The tweet came on the day of an anti-Covid lockdown protest that made national news. I had taken precautions to eliminate trolling by disallowing anyone to reply to my pro-vaccination tweets and any disdain I had for the protesters. But they targeted other tweets of mine.

When I asked why I must wear a mask, they said because I am a role model and that I should encourage mask-wearing.

Of course, in the COVID lockdown situation we were in, it looked like they were being helpful, encouraging me to demonstrate good mask-wearing behaviour. But what they were doing is appearing to be concerned for me, and helpful, while suggesting my face is unsightly and needs to be covered up. (There are plenty of photos of me wearing masks online.)

I noted that they’d recently signed up to Twitter, and all of their tweets were riling marginalised women, and amplifying anti-lockdown messages.

Some of my followers reported them, as did I. My reports, and other’s reports, were not found to violate Twitter’s community standards. They got away with it.

I am grateful for the ability to curate my social media feeds by following disabled and diverse people whom I needed when I was younger

I’ve often wondered who moderates social media platforms like Facebook, Twitter and Instagram, particularly because so much of the disability hate speech that I report is not found to breach community standards.

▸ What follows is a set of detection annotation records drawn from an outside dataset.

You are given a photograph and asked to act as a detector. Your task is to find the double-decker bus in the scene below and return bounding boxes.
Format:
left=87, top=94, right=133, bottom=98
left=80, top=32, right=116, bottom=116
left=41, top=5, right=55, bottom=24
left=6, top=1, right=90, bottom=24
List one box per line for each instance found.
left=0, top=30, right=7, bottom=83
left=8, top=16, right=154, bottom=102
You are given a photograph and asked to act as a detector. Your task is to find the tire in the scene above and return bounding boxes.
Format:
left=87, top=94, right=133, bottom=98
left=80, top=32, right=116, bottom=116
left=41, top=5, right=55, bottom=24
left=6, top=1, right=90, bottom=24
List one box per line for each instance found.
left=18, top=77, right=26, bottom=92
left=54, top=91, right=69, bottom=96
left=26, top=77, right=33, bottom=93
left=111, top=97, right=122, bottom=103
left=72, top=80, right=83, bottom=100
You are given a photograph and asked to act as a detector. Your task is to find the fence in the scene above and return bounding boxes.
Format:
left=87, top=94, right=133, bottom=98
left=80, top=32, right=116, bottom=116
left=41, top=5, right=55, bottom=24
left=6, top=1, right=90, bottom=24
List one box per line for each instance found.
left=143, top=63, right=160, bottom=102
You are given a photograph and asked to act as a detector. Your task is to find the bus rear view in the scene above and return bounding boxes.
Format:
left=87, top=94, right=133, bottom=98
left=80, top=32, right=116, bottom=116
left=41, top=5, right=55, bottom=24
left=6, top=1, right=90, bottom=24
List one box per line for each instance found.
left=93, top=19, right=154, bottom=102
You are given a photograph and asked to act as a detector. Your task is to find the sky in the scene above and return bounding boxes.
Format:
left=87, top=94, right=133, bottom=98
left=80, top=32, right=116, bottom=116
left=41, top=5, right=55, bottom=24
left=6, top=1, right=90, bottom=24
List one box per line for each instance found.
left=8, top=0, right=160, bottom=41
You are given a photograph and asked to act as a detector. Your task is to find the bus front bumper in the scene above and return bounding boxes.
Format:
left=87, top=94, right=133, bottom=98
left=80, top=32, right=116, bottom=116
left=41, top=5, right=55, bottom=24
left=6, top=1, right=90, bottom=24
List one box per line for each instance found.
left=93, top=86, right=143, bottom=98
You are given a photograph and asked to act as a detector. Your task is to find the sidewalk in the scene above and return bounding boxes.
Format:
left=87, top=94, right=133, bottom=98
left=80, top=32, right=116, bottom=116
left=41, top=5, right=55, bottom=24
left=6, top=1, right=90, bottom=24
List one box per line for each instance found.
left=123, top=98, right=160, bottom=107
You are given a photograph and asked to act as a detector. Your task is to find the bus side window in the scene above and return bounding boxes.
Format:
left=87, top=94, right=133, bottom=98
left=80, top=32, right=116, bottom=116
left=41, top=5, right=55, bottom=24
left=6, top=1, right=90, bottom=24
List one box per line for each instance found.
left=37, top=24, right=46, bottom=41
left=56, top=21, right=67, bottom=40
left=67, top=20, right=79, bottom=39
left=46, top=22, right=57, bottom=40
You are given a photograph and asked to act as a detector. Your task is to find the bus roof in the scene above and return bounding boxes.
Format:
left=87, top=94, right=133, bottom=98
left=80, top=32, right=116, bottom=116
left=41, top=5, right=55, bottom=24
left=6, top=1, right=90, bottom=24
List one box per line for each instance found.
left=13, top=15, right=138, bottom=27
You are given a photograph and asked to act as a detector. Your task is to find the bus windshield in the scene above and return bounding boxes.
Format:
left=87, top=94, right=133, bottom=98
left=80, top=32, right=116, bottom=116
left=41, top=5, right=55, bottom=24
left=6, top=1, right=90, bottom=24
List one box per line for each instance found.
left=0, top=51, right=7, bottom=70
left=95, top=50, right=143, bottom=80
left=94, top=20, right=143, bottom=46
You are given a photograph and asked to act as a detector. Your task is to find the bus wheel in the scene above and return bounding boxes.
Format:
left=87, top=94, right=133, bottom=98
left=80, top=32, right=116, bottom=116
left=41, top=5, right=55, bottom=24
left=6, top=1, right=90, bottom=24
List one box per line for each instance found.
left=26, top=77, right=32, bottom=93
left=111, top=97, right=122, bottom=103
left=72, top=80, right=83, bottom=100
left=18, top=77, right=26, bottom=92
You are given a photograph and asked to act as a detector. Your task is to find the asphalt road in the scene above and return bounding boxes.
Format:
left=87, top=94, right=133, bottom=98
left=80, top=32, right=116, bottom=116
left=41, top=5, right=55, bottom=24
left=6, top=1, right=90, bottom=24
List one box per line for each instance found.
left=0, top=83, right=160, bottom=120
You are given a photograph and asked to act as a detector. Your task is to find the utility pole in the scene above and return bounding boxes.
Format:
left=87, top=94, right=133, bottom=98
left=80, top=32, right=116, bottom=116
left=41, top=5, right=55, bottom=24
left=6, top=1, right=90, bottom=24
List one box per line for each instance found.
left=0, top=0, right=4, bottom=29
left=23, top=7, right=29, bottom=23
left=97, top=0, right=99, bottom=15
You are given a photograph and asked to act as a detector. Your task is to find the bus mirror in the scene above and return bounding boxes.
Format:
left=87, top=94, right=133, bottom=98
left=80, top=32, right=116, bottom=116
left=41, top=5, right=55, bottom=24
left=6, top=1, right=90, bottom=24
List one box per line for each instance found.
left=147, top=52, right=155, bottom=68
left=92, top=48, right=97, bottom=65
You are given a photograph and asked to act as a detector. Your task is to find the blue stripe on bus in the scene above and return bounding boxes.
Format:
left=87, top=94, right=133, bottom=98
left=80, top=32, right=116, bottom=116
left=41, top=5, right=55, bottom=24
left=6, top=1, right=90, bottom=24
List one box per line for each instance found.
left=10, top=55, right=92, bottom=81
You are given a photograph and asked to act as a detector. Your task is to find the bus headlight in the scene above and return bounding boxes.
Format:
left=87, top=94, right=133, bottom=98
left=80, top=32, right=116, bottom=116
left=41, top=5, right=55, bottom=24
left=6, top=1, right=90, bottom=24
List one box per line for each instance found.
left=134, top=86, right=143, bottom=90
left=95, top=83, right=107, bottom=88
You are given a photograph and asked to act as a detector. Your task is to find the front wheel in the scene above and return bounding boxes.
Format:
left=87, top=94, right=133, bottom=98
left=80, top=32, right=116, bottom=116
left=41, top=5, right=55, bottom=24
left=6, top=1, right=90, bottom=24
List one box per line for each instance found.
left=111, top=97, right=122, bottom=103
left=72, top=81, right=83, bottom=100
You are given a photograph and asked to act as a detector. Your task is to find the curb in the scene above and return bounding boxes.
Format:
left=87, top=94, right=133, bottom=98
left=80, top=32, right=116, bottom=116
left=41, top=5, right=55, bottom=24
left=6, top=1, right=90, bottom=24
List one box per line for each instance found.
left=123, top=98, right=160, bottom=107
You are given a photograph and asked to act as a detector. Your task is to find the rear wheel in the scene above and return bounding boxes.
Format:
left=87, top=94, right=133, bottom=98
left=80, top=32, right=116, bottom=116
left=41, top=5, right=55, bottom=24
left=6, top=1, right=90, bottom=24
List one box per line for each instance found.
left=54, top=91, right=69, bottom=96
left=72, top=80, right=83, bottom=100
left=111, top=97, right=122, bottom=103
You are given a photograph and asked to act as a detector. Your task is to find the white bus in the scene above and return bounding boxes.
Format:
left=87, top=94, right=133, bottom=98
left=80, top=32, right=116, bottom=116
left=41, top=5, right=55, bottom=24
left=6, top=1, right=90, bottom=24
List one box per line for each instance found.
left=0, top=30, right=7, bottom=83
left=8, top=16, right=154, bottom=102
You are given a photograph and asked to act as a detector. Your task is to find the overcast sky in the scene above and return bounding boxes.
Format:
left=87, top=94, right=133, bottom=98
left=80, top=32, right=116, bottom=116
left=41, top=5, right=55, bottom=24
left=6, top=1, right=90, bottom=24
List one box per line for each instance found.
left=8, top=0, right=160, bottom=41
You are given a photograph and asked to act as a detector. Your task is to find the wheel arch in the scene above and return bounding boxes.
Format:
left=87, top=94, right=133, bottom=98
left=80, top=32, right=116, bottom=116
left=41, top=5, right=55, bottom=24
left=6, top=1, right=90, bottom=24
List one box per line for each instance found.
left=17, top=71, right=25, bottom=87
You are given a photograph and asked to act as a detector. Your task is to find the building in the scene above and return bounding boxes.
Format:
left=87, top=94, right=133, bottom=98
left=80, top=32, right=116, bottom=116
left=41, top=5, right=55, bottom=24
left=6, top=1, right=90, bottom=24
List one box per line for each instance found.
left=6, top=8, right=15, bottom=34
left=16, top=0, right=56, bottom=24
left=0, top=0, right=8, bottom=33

And sometimes disabled people’s bodies and faces are deemed as offensive, so a content warning is placed over the photos, or removed entirely. The Special Books by Special Kids Instagram account is dedicated to amplifying photos and interviews with disabled people around the world. The account routinely gets a sensitive content warning over their photos.

Chris Ulmer Founder of SBSK recently posted a caption below a photo of him with a young man, Zaid, who has a facial difference. The previous photo of the young man whose photo was deemed sensitive content by Instagram.

“It’s maddening to see the “sensitive content” warning that was put over Zaid’s video,” he wrote. “We’ve created a system that celebrates people editing themselves unrecognizable, setting an unattainable beauty standard for kids, but a person gets a warning thrown over their face simply for being disabled. This is a huge problem and has countless negative impacts in society. You’re perfect just as you are, Zaid. And everyone else besides these damn algorithms thinks so too.”

I’m aware of the emotional toll of social media content moderation. It’s been reported that people who moderate for Facebook experience a lot of anxiety, burnout and vicarious trauma due to seeing immense amounts of traumatic content. But something needs to change.

Overall, my experience on social media has been positive. It’s led to incredible opportunities and friendships, and I am grateful for the ability to curate my social media feeds by following disabled and diverse people, who I needed when I was younger.

But sometimes, when I get comments about how ugly I am, or how I “should be killed with fire” (which happened when my photo was misused on Reddit in 2013, I get disheartened. There are seemingly zero consequences for online trolls. Online is real life, and hate speech against us has a very real impact.